天色黯淡,車窗外飄著一點淅淅瀝瀝的小雨,輪胎壓過溼潤的柏油路面,發出沙沙聲響。

江珧的心情和天氣一樣低落,坐在副駕駛位上託腮思考。

人最寶貴的是生命,生命每個人只有一次。當回憶往事的時候,她即因為虛度年華而悔恨,也因為碌碌無為而羞愧。

還從沒嘗試過在不擔心體重的情況下一口氣吃光必勝客12寸披薩,還沒來得及用第一個月工資給爸爸媽媽買禮物,還沒跟高中時初戀的家庭教師說一聲我曾經喜歡過你……

在這死到臨頭的時刻,江珧一點兒也不想把整個生命和全部精力都貢獻到人類最偉大的事業中去,只想大吼一聲――

媽媽我想回家!我不想去那該死的鬼屋!tat

江珧以前覺得自己在女生裡膽量不算小,瀏覽一部日本鬼片只需要捂兩三次眼睛。但那都是建立在知道是假貨的基礎上,至於這倒黴催的《非常科學》,哪一期節目不是實打實的妖魔鬼怪?!

下了飛機,梁厚他們跟中視武漢分部的人交接應酬,圖南單獨帶著她開赴那個鬼屋所在的地方。車子開得又穩又快,江珧好像能看到自己離註定的死期越來越近。

“你看上去都快哭出來了。”

圖南一點都不集中精力開車,歪著腦袋瞧她:“活人就那麼弱了,死鬼有什麼好怕的。”

廢話,你這種有背景有來頭的海產品自然不怕!別說我了,上一個主持人到底怎麼死的還未可知呢!

江珧抱著複雜的心情,孤注一擲問道:“圖南,我真的是人類嗎?會不會是什麼尚未覺醒的小神獸?”

圖南搖搖頭,憐憫地看著她說:“你是貨真價實的人類,iso國際認證,沒有覺醒和變形功能的。”

“……”

江珧失去最後一點自救念想,洩了氣的皮球一樣靠在車座上。

“我是人,你們都是妖,人妖殊途,白澤何必招我進來呢?你跟我,到底有什麼關係?”

圖南笑而不語,視線回到前方。

早就知道問了也白問,帶子無可奈何。

開了一會兒,見前面的車緩行排隊,路中間亮黃牌子設了路障。

“您好,車輛臨檢,請出示駕駛證!”執勤的交警工作用語標準,敬了個禮。

“嗯嗯,稍等一下。”

圖南左翻右找,最後從口袋裡摸出皮夾,開啟朝交警晃了一下。

“可以嗎?”

那小哥眼神頓時恍惚,茫然地點點頭:“……謝謝合作,請透過。”

圖南升上車窗啟動,滑出臨檢點。江珧一直就對妖魔會乖乖去駕校考證非常懷疑,劈手把他皮夾奪過來看。
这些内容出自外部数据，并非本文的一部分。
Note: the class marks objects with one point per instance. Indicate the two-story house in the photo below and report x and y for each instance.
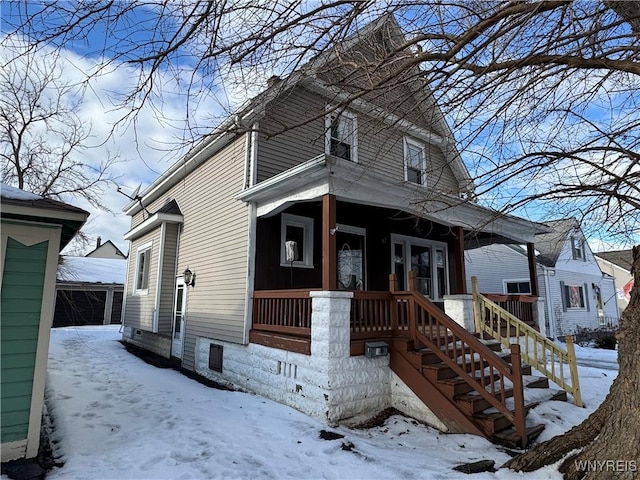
(263, 258)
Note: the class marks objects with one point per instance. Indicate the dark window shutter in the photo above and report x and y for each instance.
(563, 295)
(586, 297)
只見透明夾層裡塞著一張空白名片紙,上面用黑色油性筆寫著兩個大字:【駕照】

“……………………”

江珧腦門青筋直跳,當即就暴躁了:“做個假證能有點誠意嗎?能嗎!你是不是還幹過在白紙上寫個毛主席當人民幣花啊!!”

圖南哼了一聲:“才不要呢,最大面值才一百塊,一張一張寫多煩人呀。”

江珧扯開皮夾一層層檢查,現金和信用卡看起來都是真的,但身份證就極其可疑了,哪個派出所會允許用飛眼賣萌的臉做一寸免冠照片?而且只根據身份證號碼判斷,這個傢伙才五歲!

“你究竟多大年紀了?”

“唔……有意識以後大概有兩三萬年了?具體數字搞不清楚。”

看他那染成亞麻色的一頭短毛加腕帶指環的打扮,江珧深深覺得人類很悲哀。白雲蒼狗,滄海桑田,萬年前的人類連白骨也不會剩下,而他依然這幅青春年少的樣子。輕哼了一聲道:“那麼大歲數還拍這麼非主流照片做假證,真丟人。”

“嘻嘻嘻,沒辦法,人家就是臉嫩~”

帶子嘔了一聲,繼續往裡翻,卻在夾層發現一件出人意料的東西。

一張十幾歲高中女生的照片。

夏日陽光燦爛的刺眼,她正與朋友說笑,臉蛋兒被太陽曬得透著粉膩。雪白圓潤的四肢從短短的運動服下伸展出來,腰肢纖細,更襯著胸脯鼓鼓的挺拔。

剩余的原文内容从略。